Roman,
Yes, I’m sorry I was not more clear. I should have begun the thread with: I’m
receiving OSC messages in Pd from the iPhone app, TouchOSC.
I think my fundamental misunderstanding was that the first item in the list is
a symbol. It looked like a float, so I thought it was a float.
Thanks for your help,
Mitch
> On Jul 13, 2019, at 2:48 PM, [email protected] wrote:
>
> Message: 1
> Date: Sat, 13 Jul 2019 19:49:50 +0200
> From: Roman Haefeli <[email protected] <mailto:[email protected]>>
> To: Christof Ressi <[email protected] <mailto:[email protected]>>,
> Pd-List
> <[email protected] <mailto:[email protected]>>, Miller Puckette
> <[email protected] <mailto:[email protected]>>
> Subject: Re: [PD] OSC data from [list trim]
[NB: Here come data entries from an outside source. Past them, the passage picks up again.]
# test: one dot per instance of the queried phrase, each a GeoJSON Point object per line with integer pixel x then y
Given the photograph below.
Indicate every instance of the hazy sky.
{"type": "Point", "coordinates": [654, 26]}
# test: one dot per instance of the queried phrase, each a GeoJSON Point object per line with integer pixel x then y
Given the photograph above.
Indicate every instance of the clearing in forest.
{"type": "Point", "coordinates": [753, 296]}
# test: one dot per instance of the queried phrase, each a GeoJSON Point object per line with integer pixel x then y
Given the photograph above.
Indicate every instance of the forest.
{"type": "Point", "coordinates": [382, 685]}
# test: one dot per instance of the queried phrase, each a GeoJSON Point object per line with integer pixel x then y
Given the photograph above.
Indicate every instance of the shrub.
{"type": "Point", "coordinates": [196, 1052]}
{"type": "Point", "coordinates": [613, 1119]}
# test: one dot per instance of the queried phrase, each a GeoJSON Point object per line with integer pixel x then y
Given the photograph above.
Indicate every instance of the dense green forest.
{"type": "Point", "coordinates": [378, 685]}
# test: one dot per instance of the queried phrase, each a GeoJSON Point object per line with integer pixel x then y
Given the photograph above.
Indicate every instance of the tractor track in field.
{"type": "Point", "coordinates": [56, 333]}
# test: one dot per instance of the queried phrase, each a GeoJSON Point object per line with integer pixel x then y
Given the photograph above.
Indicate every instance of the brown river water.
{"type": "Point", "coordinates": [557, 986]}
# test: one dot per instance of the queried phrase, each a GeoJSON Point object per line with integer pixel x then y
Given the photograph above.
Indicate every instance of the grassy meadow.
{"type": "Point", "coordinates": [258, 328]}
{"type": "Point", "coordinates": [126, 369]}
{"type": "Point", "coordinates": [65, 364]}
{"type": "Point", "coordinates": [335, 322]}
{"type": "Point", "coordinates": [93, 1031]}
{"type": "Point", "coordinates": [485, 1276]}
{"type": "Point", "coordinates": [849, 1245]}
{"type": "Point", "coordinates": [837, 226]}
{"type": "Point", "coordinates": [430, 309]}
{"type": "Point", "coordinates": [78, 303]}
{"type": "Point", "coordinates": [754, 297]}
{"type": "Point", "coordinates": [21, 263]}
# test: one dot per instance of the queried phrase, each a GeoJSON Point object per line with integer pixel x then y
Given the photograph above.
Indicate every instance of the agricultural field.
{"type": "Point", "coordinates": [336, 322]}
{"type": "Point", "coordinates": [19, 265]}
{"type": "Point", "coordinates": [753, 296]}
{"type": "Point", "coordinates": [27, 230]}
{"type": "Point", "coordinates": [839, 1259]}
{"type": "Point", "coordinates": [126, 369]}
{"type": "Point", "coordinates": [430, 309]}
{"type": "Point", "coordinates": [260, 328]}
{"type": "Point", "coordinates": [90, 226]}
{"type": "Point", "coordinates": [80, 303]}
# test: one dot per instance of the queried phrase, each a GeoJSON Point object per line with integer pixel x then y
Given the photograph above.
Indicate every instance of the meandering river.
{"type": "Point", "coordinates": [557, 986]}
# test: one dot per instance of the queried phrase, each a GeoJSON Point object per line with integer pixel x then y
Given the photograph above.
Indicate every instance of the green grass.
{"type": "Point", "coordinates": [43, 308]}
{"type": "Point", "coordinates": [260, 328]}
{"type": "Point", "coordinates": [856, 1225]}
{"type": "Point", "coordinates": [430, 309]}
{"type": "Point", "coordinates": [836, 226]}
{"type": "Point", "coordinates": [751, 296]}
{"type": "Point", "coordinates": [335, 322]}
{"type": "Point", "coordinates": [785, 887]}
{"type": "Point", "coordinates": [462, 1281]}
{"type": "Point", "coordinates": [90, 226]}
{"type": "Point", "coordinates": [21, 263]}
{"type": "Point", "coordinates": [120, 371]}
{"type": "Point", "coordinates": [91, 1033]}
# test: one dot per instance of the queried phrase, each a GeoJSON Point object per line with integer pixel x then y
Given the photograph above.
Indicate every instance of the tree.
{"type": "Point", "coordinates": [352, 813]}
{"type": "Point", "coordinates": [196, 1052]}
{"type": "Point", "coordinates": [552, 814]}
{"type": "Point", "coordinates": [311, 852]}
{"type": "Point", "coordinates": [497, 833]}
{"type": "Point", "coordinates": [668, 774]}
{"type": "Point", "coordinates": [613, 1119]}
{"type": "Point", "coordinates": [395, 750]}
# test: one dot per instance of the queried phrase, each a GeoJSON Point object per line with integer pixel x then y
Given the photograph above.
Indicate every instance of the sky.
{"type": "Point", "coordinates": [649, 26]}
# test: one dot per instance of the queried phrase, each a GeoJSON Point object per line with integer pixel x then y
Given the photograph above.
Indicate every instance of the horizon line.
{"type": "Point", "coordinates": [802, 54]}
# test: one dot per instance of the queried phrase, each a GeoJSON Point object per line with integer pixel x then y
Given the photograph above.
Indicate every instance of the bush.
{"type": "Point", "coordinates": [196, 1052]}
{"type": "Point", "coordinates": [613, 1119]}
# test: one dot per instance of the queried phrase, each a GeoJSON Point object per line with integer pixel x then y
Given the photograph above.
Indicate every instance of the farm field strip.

> Message-ID: <[email protected]
> <mailto:[email protected]>>
> Content-Type: text/plain; charset="utf-8"
>
> On Sat, 2019-07-13 at 18:46 +0200, Christof Ressi wrote:
>> I think the problem lies somewhere else. There is a fundamental issue
>> with [oscparse]: it breaks the address pattern into its parts and
>> forms a Pd list, but treats numbers as symbols.
>
> Ah, thanks for pointing this out. From the original post it was (at
> least for me) not quite clear whether it was about the OSC atoms (the
> actual payload) or the OSC path.
>
> Good to know that numeric path elements end up (actually: are
> preserved) as symbols in Pd after [oscparse].